These Braided Mini Greek Sweet Rolls (tsourekakia), are the smaller versions of the traditional Greek Easter bread (tsoureki), a bread that everyone makes during the week leading to Easter in Greece. It is a brioche-like, sweet, yeast bread made using eggs, milk, and butter. This is a breakfast bread and it makes the perfect accompaniment to a hot cup of coffee or tea!
The soft and highly aromatic dough for this bread gets its distinctive flavor and smell from a wonderful spice called mahlepi, which is ground cherry seeds. The cherry stones are cracked to extract the seeds, which are then ground to a powder. This spice is used for baking extensively in Greece and in the Middle East, especially during the Easter and Christmas seasons. All Mediterranean and Middle Eastern markets carry it and it is worth sourcing it.
The dough for the Braided Mini Greek Sweet Rolls
For this recipe I am using the same dough I use for my traditional Greek Easter bread (tsoureki), one of the very first recipes I posted on this blog, way back in 2015. I usually do two regular long braids and then I use the rest of the dough to make 16 of these cute braided mini rolls. They are perfect to grab for a snack or to enjoy at breakfast time, the way you would a brioche, with some butter and jam!

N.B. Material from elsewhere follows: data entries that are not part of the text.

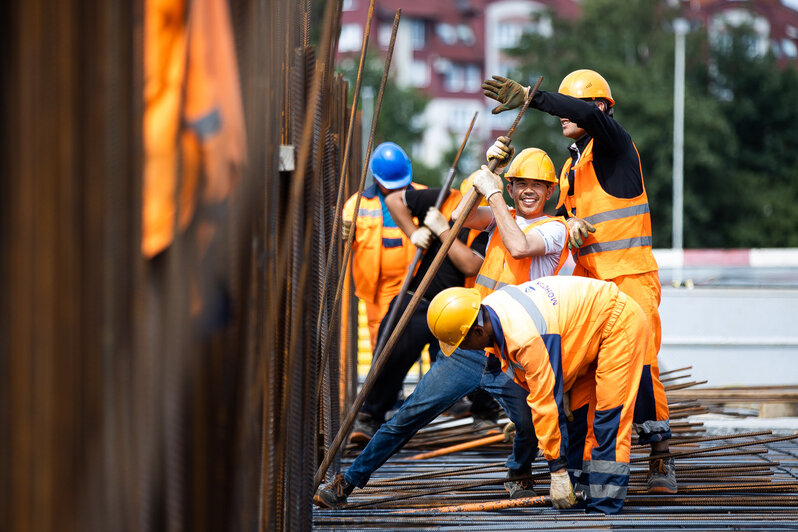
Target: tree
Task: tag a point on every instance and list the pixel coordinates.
(630, 43)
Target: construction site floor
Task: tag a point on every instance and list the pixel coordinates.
(742, 481)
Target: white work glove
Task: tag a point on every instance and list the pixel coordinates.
(346, 228)
(502, 152)
(562, 492)
(436, 221)
(421, 237)
(487, 183)
(577, 231)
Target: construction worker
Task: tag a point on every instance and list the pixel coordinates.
(381, 253)
(462, 262)
(453, 377)
(562, 336)
(603, 197)
(524, 243)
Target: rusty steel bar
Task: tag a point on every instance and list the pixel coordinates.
(523, 502)
(433, 269)
(339, 201)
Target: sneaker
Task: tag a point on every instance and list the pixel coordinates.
(364, 429)
(661, 475)
(334, 494)
(518, 488)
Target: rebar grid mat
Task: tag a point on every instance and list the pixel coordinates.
(742, 481)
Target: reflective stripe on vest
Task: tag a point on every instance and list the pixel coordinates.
(615, 245)
(369, 213)
(616, 214)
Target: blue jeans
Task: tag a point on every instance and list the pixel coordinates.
(448, 380)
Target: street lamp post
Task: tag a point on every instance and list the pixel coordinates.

The dough can be made ahead of time and refrigerated it for up to 5 days. To make these mini braided rolls I simply cut a third of the dough and divide it into about 16 balls (each one weighing roughly 45 grams or 1.5 ounces). I then roll each ball out to form a 15-inch-long rope, shape it the way I show below and after a short rest, bake in a preheated oven.
How to make the Braided Mini Greek Sweet Rolls
- Take about 1/3 of the dough the recipe makes and divide it into 16 little pieces of dough, each piece should be about 45gr. Roll each piece into a long 15″ rope. Working with one piece at a time, make a loose loop at one end, and double the dough back on itself to the halfway point of the dough rope, like in the photo:
2. Take the long end of the rope and pass it through the dough loop, as shown here:
3. Now, twist the top of the loop to the left, as in the photo below:
4. Take the loose end of the rope and pass it through that opening:
5. Tuck the end underneath and the bread rolls are ready:
6. Brush the top of the rolls with some egg wash and sprinkle with some sesame seeds:
7. Bake until the rolls are golden brown (and the kitchen smells incredible)!

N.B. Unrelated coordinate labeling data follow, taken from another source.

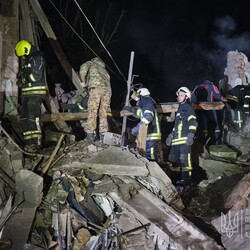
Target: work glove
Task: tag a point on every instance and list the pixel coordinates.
(128, 108)
(169, 139)
(134, 131)
(190, 139)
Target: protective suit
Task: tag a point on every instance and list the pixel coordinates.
(207, 119)
(147, 112)
(97, 80)
(33, 90)
(182, 136)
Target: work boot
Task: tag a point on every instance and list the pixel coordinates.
(32, 148)
(101, 135)
(90, 137)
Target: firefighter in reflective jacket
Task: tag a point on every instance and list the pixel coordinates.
(239, 100)
(31, 81)
(182, 136)
(147, 112)
(207, 119)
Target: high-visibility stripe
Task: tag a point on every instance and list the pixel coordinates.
(192, 127)
(35, 92)
(35, 88)
(144, 120)
(32, 78)
(152, 156)
(150, 112)
(191, 117)
(32, 134)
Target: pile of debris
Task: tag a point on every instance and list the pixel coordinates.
(91, 196)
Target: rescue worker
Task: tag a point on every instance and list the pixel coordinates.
(239, 102)
(147, 112)
(207, 119)
(96, 78)
(182, 136)
(31, 81)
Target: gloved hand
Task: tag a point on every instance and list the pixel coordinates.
(134, 131)
(169, 139)
(190, 139)
(127, 108)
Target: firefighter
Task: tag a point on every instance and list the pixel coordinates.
(182, 136)
(31, 81)
(239, 101)
(147, 112)
(207, 119)
(96, 78)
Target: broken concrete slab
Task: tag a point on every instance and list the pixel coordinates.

- 4 oz. butter, room temperature
- 1½ cups sugar
- 1¼ cups whole milk
- ---- zests of a lemon & an orange
- 3 TBSP. fresh orange juice (from half an orange)
- ½ cup lukewarm/tepid water
- 2 tsp. sugar
- 1½ TBSP. active dry yeast
- 3 large eggs
- 7½ cups bread flour (preferable) or, All Purpose flour
- 1 TBSP. freshly ground mahlepi
- ¼ tsp. ground mastic (optional)
- ½ TBSP. extra virgin olive oil
- 1 large egg
- 1 TBSP. milk
- ¼ cup sesame seeds or sliced almonds
- In a medium pot over medium low heat, add the butter, the sugar and the milk. Cook for a few minutes, stirring often, until the butter is melted. Add the zests, then remove from heat and let the mixture cool slightly. Stir in the orange juice.
- In a glass measuring cup, mix the lukewarm water, the sugar and the yeast. Allow it to sit for 5 minutes, until it bubbles and the yeast is activated.
- Beat the three eggs and add them to the reserved butter/milk mixture.
- Sift the flour, ground mahlepi and mastic and place in the bowl of a stand mixer. To the dry ingredients, add the reserved butter/milk mixture and the yeast mixture. Mix to form a soft and pliable dough, which will be a little sticky. Rub the surface with the olive oil and cover with plastic wrap. Let it rise at room temperature for two hours.
- Punch the dough down and divide it into three equal portions. You will need only ⅓ of the recipe to make these bread rolls. Cover and refrigerate the remaining ⅔ of the dough, to make two whole braided loaves another time following the original recipe.
- Divide the dough into 16 little pieces, each piece about 45 gr or, 1.5 oz. Roll each piece into long 15" ropes. Working with one piece at a time, shape it like a small braid, the way it is shown in the photos above. Place each one on a parchment paper lined baking sheet and let the bread rolls rise at room temperature for half an hour.
- Pre-heat oven to 350° F. In a small bowl, whisk together remaining egg and milk. Brush the tops of the loaves with the egg/milk mixture and sprinkle with sesame seeds. Bake for 15-18 minutes. Allow the bread rolls to cool on a rack and enjoy!